Must Learn AI Security Part 19: Deepfake Attacks Against AI

Chapter 19

Oct 02, 2023

This post is part of an ongoing series to educate about new and known security vulnerabilities against AI.

The full series index (including code, queries, and detections) is located here:

The book version (pdf) of this series is located here: https://github.com/rod-trent/OpenAISecurity/tree/main/Must_Learn/Book_Version

The book will be updated when each new part in this series is released.

What is a Deepfake attack against AI?

An AI-generated Deepfake attack against AI refers to a scenario where an artificial intelligence system is targeted by a malicious actor using a deepfake, which is a realistic-looking but fake video or audio that has been created using machine learning algorithms. In this case, the attacker creates a deepfake that is designed to deceive the AI system into making incorrect decisions or taking actions that are harmful to the organization or individuals that rely on it. This type of attack can be used to manipulate the AI system's training data, corrupt its decision-making process, or compromise its security, among other things. It is a growing concern in the field of AI security and requires ongoing research and development of countermeasures to protect against such attacks.

Types of Deepfake attacks

There are several different types of AI-generated deepfake attacks against AI systems, including:

Adversarial attacks: These are attacks where an adversary creates a deepfake or modifies a legitimate data sample to make the AI system misclassify it.
Poisoning attacks: This type of attack involves manipulating the training data used by the AI system to introduce biases and cause the system to make incorrect decisions.
Data injection attacks: In this type of attack, an attacker inserts malicious data into the AI system, which can then cause it to malfunction or behave in an unintended way.
Model stealing attacks: In this type of attack, an attacker attempts to steal the AI model used by the system by creating a deepfake that mimics the behavior of the system and then using it to extract the underlying model.
Evasion attacks: These are attacks where an attacker creates a deepfake that is designed to evade detection by the AI system's security measures, allowing it to bypass the system's defenses.
Manipulation attacks: In this type of attack, an attacker creates a deepfake that is designed to manipulate the AI system's decision-making process, allowing them to control the output of the system in a way that benefits them.

How it works

An AI-generated Deepfake attack against AI works by using machine learning algorithms to create a fake input that can deceive an AI system. The attacker first trains a deep learning model using a large dataset of real data samples. They then use this model to generate a synthetic data sample that is designed to look like a real one.

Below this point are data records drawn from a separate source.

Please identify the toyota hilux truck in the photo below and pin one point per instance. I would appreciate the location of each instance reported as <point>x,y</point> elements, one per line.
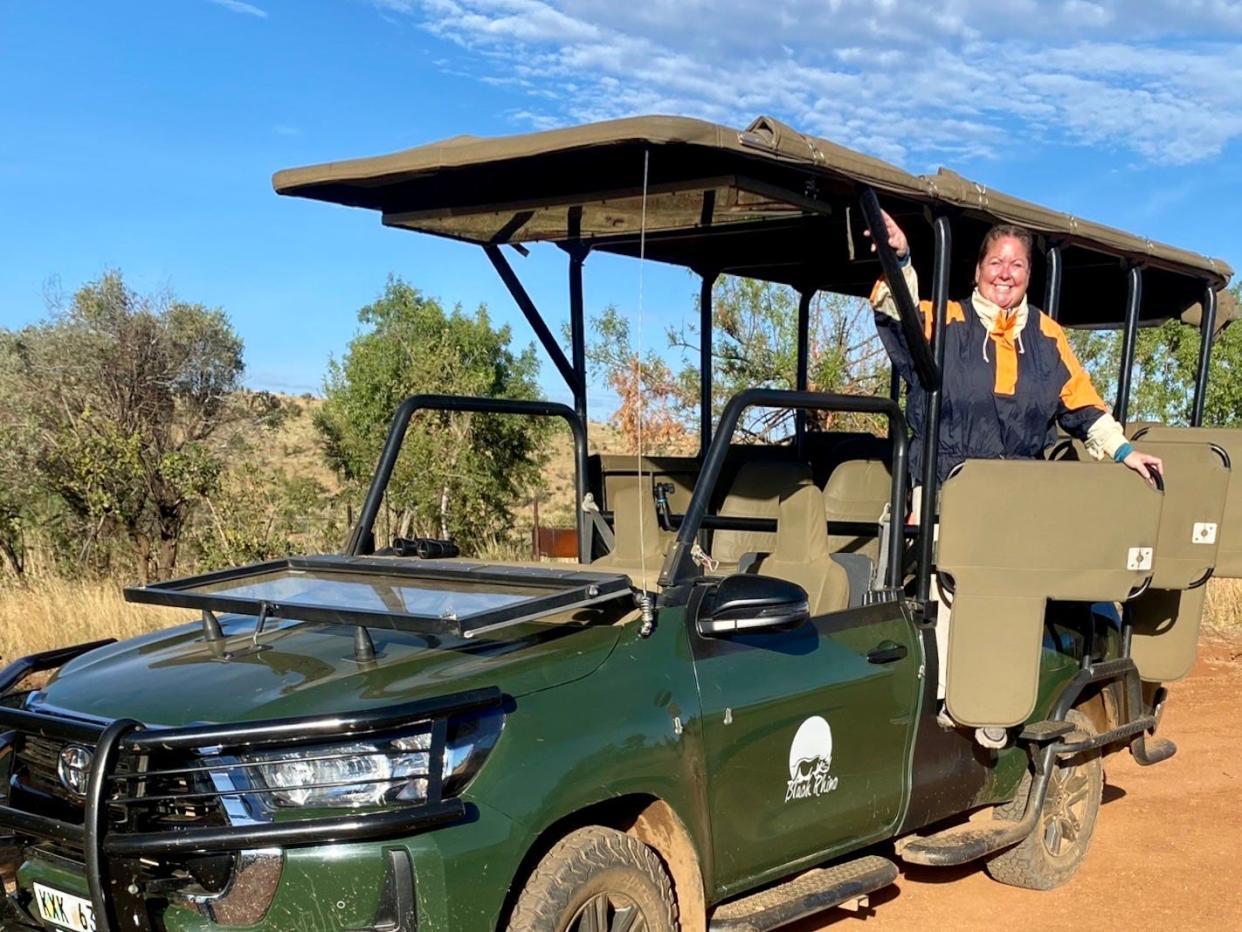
<point>724,712</point>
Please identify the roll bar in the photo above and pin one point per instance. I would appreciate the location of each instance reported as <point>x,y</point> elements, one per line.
<point>679,561</point>
<point>362,536</point>
<point>929,373</point>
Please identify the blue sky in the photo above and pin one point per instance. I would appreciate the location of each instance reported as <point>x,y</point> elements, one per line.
<point>142,134</point>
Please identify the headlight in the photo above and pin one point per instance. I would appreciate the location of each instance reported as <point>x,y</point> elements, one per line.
<point>349,776</point>
<point>370,773</point>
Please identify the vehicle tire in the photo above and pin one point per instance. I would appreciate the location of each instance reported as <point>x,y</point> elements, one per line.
<point>1051,854</point>
<point>596,880</point>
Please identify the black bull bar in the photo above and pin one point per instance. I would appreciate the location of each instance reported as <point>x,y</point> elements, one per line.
<point>99,840</point>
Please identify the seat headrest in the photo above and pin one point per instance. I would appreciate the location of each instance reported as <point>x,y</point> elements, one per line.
<point>857,485</point>
<point>801,527</point>
<point>765,481</point>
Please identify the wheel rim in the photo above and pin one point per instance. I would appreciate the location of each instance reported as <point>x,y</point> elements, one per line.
<point>1066,810</point>
<point>609,912</point>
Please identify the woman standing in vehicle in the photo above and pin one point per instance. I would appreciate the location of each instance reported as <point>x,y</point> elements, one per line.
<point>1009,370</point>
<point>1009,374</point>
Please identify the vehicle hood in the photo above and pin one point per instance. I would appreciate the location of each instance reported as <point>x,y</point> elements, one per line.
<point>175,677</point>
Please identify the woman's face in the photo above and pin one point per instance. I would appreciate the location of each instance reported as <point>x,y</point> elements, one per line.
<point>1004,272</point>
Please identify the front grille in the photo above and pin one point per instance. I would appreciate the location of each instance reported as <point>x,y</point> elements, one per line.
<point>164,802</point>
<point>36,763</point>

The generated deepfake is then fed into the AI system, which processes it as if it were a genuine input. If the deepfake is convincing enough, the AI system may make incorrect decisions or take actions that are harmful to the organization or individuals that rely on it.

For example, an attacker may use a deepfake to impersonate a legitimate user of the AI system and gain access to sensitive data or systems. Alternatively, they may use a deepfake to manipulate the AI system's decision-making process, causing it to make incorrect predictions or recommendations.

To protect against AI-generated Deepfake attacks, organizations need to implement robust security measures, including data validation, anomaly detection, and AI model monitoring, among others. It is also important to continuously train and update the AI system's models to improve their accuracy and resilience to attack.

Why it matters

The negative effects of an AI-generated Deepfake attack against AI can be significant and far-reaching. These attacks can undermine the reliability and trustworthiness of the AI system, leading to incorrect decisions and actions that can cause harm to individuals or organizations that rely on the system.

For example, in the case of a financial institution, an AI-generated Deepfake attack against AI could result in fraudulent transactions being approved or denied legitimate transactions, leading to financial losses for the institution and its customers.

In the case of a healthcare provider, an AI-generated Deepfake attack against AI could result in incorrect diagnoses or treatments being recommended, putting patients' health at risk.

These attacks can also damage the reputation of the organization or individuals associated with the AI system, leading to a loss of trust and credibility.

Moreover, the impact of an AI-generated Deepfake attack against AI can extend beyond the immediate effects of the attack. For example, the organization may need to spend significant time and resources to investigate and remediate the attack and may also need to implement new security measures to prevent future attacks.

Why it might happen

The attacker can gain several things from an AI-generated Deepfake attack against AI, depending on their motivations and goals. Some possible gains of such an attack include:

Financial gain: An attacker can use an AI-generated Deepfake attack against AI to defraud organizations or individuals and steal money or valuable assets.
Political gain: An attacker can use an AI-generated Deepfake attack against AI to manipulate public opinion, influence political outcomes, or cause social unrest.
Strategic gain: An attacker can use an AI-generated Deepfake attack against AI to gain a competitive advantage in business or warfare by compromising the AI systems of their competitors.
Personal gain: An attacker can use an AI-generated Deepfake attack against AI to gain access to sensitive data or systems that can be used for personal gain, such as blackmail, identity theft, or espionage.

In some cases, the attacker may not have a specific goal in mind but may simply want to cause chaos or damage to the targeted organization or individuals.

Real-world Example

One real-world example of an AI-generated Deepfake attack against AI occurred in 2019 when researchers from the University of Washington demonstrated how they could use a deepfake to trick a facial recognition system into misidentifying a person.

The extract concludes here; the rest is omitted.